Hearing to address order for attorneys to divulge information in Veronica case
Attorneys for Veronica’s birth father next week will challenge a judge’s request for them to give up the 3-year-old’s whereabouts and what they knew about their client’s resistance to an order finalizing her adoption.
Judge Daniel Martin of the Charleston County Family Court approved the adoption last week. But after the toddler and Dusten Brown didn’t show up for a visitation with the girl’s adoptive parents, he ordered Brown’s attorneys to hand over the information.
Brown’s family has said that the girl is safe at home in Nowata, Okla.
One of the two attorneys, John Nichols of Columbia, said the judge asked him and attorney Shannon Jones of Charleston to appear at 3 p.m. Wednesday to discuss Martin’s information request and some motions filed before the adoption was finalized.
“We’ve just asked him to reconsider,” Nichols said Friday.
Jones said only that she would be “seeking justice.”
South Carolina bars parties in an adoption from appealing a final decree because of “defect or irregularity.” It does allow appeals based on “extrinsic fraud,” defined as something that “induces a person not to present a case or deprives a person of the opportunity to be heard.”
Matt and Melanie Capobianco, the James Island couple now considered the adoptive parents, attended the previous hearing July 31, but Brown was training with the Army National Guard in Iowa.
The military activity was why Brown’s representatives said he missed the scheduled meeting Sunday, when a plan to reintroduce Veronica to the Capobiancos was scheduled to start.
Martin then demanded an immediate custody transfer and asked federal and state prosecutors to help find Veronica.
In a statement Friday, 9th Circuit Solicitor Scarlett Wilson said her role in helping the court was “unusual and rare.” Wilson said she was “working day and night” with law agencies to bring Veronica back to Charleston.
But there is no simple, swift way to end the saga, she said.

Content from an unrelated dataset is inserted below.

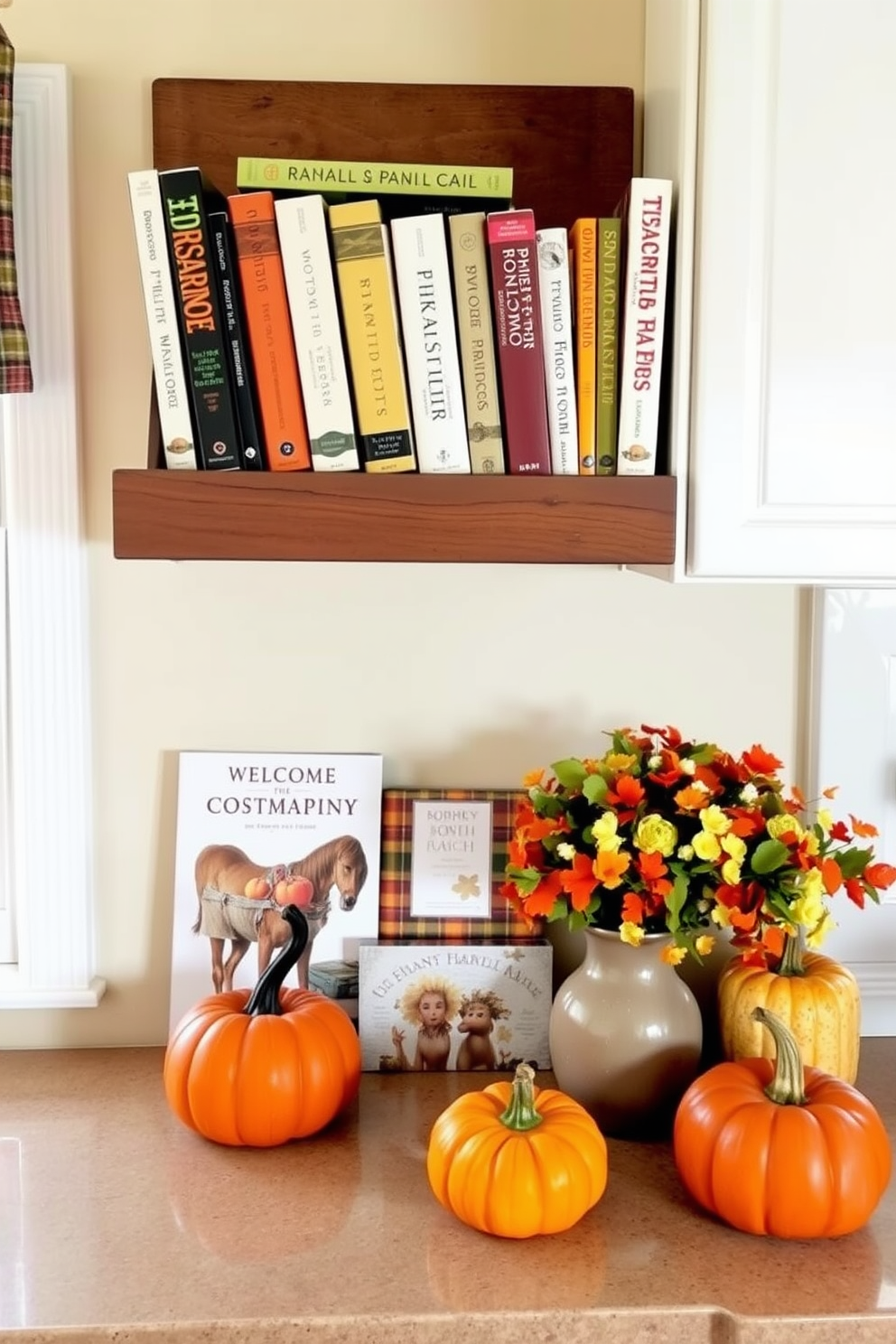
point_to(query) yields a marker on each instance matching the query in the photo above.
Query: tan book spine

“There are many legal reasons ... that law enforcement cannot swoop down into Oklahoma and immediately whisk Baby V home to her parents,” she said. “Our states have agreed upon legal procedures to enforce custody matters.”
Like Wilson, Charleston County Sheriff Al Cannon said he couldn’t discuss specifics.
“We’re doing everything we can to address the situation,” Cannon told The Post and Courier. “We’re proceeding as expeditiously as possible.”
Assistant Attorney General Chrissi Nimmo of the Cherokee Nation, which has aided Brown’s legal fight to maintain custody, already has said that attorneys could fight the adoption decree in Oklahoma state and tribal courts. Law dictates a confirmation process for an out-of-state adoption order before Oklahoma authorities can enforce it.
Attorneys could argue that South Carolina did not have the jurisdiction to complete the adoption, she said.
“To my knowledge, a state has never finalized the adoption of a child who was in another state when the action was filed and in another state when the action was finalized,” Nimmo said. “There are multiple other South Carolina laws that were violated.”
When the U.S. Supreme Court ruled in June that the Indian Child Welfare Act didn’t apply to Brown, dissenting justices said that his American Indian relatives could file adoption petitions and that the courts would have to consider them under the ICWA.
The Cherokee Nation court will consider the jurisdictional arguments Sept. 4 in Oklahoma.
But Donald Cofsky of New Jersey, president of the American Academy of Adoption Attorneys, said further litigation might hurt the ICWA. He noted a lawsuit recently filed by a dozen birth mothers, including Veronica’s, asking for officials to declare portions of the law unconstitutional.
“The U.S. Supreme Court has spoken,” Cofsky said. “That should have been the end of it.”
Brown’s attorneys, he said, are “doing themselves a tremendous disservice by dragging this out.”